A 27 year-old farmer was referred to our hospital for orthopaedic investigation of the right foot. He complained of tenderness over the dorsal region of the foot at night and with activity. The onset of the pain was one year before initial presentation. The pain was relieved easily with NSAID.
There was no prior medical history.
Conventional radiography of the feet showed no lesions.
An MR examination was performed. T1-weighted, T2-weighted and T2 STIR-weighted sequences in coronal, sagittal and transverse planes were acquired. T2 STIR-weighted images demonstrated bone marrow edema of the intermediate and lateral cuneiform bones with involvement of the surrounding soft tissues.
On the T2 STIR-weighted MRI images, a small mass with intermediate to hypointense signal was seen adjacent to the intermediate cuneiform bone. A small, dot-like signal void in the center of this lesion is in keeping with calcification.
Because of the nidus-like structure of the subperiostal lesion, osteoid osteoma of the midfoot was suspected.
The presence of a nidus with central calcification was confirmed by CT examination. A small hypodense nidus with a central calcification was seen adjacent to the cortex of the intermediate cuneiform bone. Retrospectively, the conventional radiography demonstrated subtle erosion and discrete scaffolding of the cortex of both cuneiform bones.
The patient was treated with CT-guided laser ablation of the osteoid osteoma. Recovery was uneventful.
Osteoid osteoma (OO) is a benign skeletal neoplasm that consists of an ovoid or spherical nidus of osteoid tissue and interconnected bone trabeculae, superimposed on a background of highly vascularized connective tissue. The amount of osseous and osteoid tissue varies within the nidus and is reflected in its density. The average size of the nidus varies between 0.5-2 cm, but the lesion is usually smaller than 1.5 cm in diameter.
OO account for 11% of all benign bone tumours and 3% of all primary bone tumours. The prevalence of the tumour is highest in the second and third decades of life.
OO is mostly found in the diaphysis or the metaphysis of the long tubular bones. The proximal femur is the most common location followed by the tibia, the posterior elements of the spine and the humerus. Locations in the hands and the feet are less common.
The classic clinical presentation is that of focal bone pain at the site of the tumour. The pain worsens at night, increases with activity and is easily relieved by use of non-steroidal anti-inflammatory medication.
OO are classified as cortical, cancellous or subperiosteal and may occur extra- or intra-articular.

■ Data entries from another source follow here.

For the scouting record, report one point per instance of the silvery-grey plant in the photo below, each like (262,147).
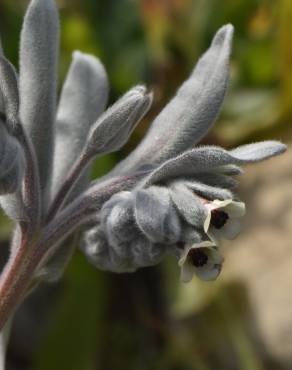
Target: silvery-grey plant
(166,197)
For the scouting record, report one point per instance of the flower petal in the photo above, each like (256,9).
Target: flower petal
(231,229)
(207,191)
(212,269)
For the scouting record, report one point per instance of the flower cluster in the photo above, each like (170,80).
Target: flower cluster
(167,196)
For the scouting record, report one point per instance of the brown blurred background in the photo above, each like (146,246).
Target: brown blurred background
(149,320)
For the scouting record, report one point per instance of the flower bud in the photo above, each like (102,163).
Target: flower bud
(113,128)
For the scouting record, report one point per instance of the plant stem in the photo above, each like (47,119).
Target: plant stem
(79,167)
(32,191)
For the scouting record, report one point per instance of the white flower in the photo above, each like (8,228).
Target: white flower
(223,219)
(200,259)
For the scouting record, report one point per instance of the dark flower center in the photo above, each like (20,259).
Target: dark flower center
(198,257)
(219,218)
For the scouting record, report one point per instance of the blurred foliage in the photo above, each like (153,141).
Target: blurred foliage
(157,42)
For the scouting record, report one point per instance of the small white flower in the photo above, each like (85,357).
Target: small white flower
(200,259)
(223,219)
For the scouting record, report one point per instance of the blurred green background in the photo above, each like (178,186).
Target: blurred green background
(148,320)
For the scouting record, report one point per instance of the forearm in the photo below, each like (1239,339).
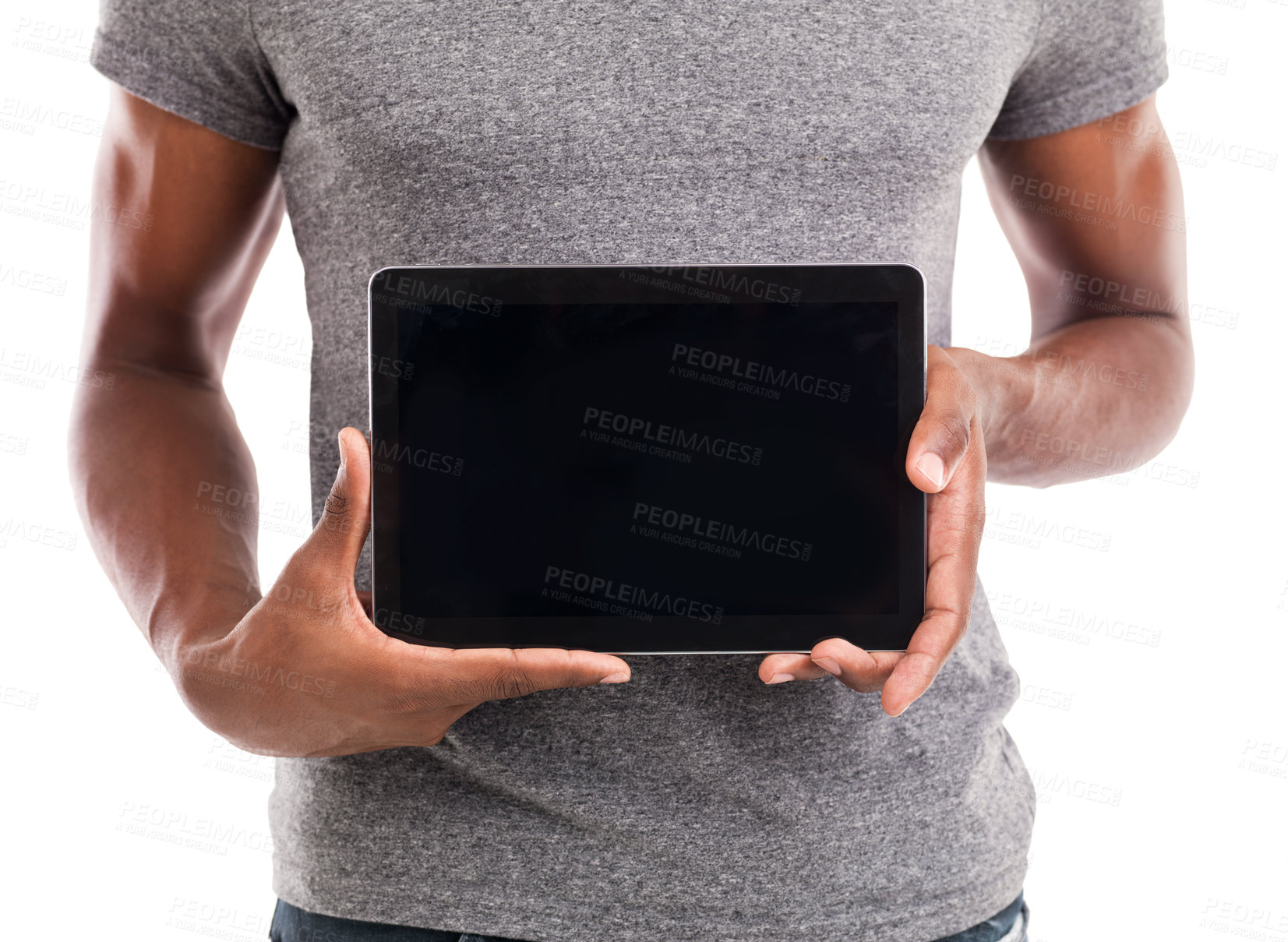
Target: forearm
(165,486)
(1095,397)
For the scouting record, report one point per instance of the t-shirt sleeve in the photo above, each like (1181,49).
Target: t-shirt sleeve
(195,58)
(1090,58)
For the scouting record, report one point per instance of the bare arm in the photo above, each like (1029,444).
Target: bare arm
(302,670)
(164,305)
(1099,234)
(1099,231)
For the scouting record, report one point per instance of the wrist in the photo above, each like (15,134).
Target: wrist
(1002,386)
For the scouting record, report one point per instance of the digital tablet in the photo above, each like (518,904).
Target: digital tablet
(635,459)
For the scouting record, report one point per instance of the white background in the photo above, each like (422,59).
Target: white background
(1153,715)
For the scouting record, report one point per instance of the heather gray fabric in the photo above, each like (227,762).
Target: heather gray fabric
(693,802)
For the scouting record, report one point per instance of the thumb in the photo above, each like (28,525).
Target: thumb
(337,540)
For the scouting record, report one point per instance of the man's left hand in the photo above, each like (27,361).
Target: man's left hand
(946,459)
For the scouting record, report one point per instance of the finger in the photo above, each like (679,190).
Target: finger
(337,540)
(943,433)
(955,524)
(473,676)
(786,666)
(858,669)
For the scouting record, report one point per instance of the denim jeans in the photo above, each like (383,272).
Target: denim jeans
(291,924)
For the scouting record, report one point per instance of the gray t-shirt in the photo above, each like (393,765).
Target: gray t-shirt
(693,802)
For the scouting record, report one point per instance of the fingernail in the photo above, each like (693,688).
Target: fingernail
(933,467)
(828,664)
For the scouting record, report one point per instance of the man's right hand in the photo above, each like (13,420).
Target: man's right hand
(305,673)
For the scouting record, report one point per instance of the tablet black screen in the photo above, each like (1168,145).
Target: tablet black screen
(680,467)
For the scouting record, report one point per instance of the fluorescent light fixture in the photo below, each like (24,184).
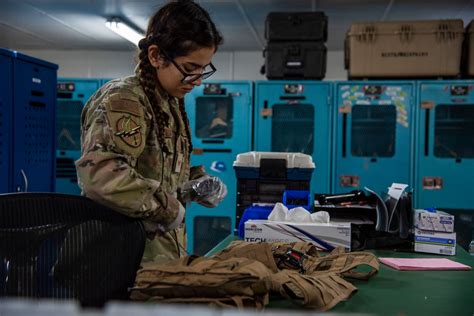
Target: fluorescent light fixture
(124,30)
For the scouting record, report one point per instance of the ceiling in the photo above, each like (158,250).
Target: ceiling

Typical radiographic findings of OO include a nidus which may display a variable amount of mineralization, accompanied by cortical thickening and reactive sclerosis. The nidus is seen as a radiolucent focus, located in the center of an area of reactive sclerosis.
On CT imaging, the nidus is well defined and round or oval with low attenuation. An area of high attenuation may be seen centrally, a finding that represents mineralized osteoid. Reactive sclerosis around the nidus can easily be depicted by CT.
MR imaging does not only demonstrate the nidus and accompanying sclerosis but also the adjacent bone marrow. The nidus has a low to intermediate signal intensity on T1-weighted images and variable signal intensity on T2-weighted images, depending on the amount of mineralization present in the center of the nidus. Edema in the adjacent bone marrow and soft tissue can easily be depicted by MRI.
Intra-articular OO, irrespective of their subperiostal, cortical or cancellous origin, are poorly seen on conventional radiography since intra-articular periosteum is less active and thus reactive sclerosis is not seen. Intra-articular osteoid osteoma may be associated with joint-space widening as a result of joint effusion or synovitis.
Tarsal OO display a lesser degree of reactive sclerosis compared to lesions in the long bones. Because of the proximity of the bones in the feet, an inflammatory reaction that originates from one tarsal lesion often spreads to adjacent bones and joints. Moreover, soft tissue swelling may be prominent in OO of the feet, and this finding may resemble infection or inflammatory arthritis.
Current management of OO is surgical resection or CT-guided percutaneous treatment with radiofrequency ablation or laser photocoagulation.
Subperiostal osteoid osteoma of the foot
Based on the provided X-ray, CT, and MRI images, the following observations are noted:
1. The lesion is located in the tarsal region of the right foot, presenting as a small round or oval-shaped “nidus” (central focus) with varying degrees of sclerotic reaction surrounding it;
2. On conventional X-ray, localized increased bone density or sclerosis is noted on the affected side of the foot bones, though the reaction is relatively mild compared to lesions in long bones;
3. CT shows a well-defined lesion with a low-density center that commonly exhibits high-density calcification or residual bone in the center;
4. On MRI, the lesion typically appears as low to intermediate signal on T1 and variable signal on T2 (related to the degree of calcification and ossification within the lesion). Edema and inflammatory response signals may be noted in the surrounding bone marrow and soft tissues.
Considering the patient’s age (27 years), the typical nocturnal and activity-related pain, responsiveness to NSAIDs, and imaging findings of a clear nidus with limited surrounding sclerosis, the most consistent diagnosis is Osteoid Osteoma of the Foot.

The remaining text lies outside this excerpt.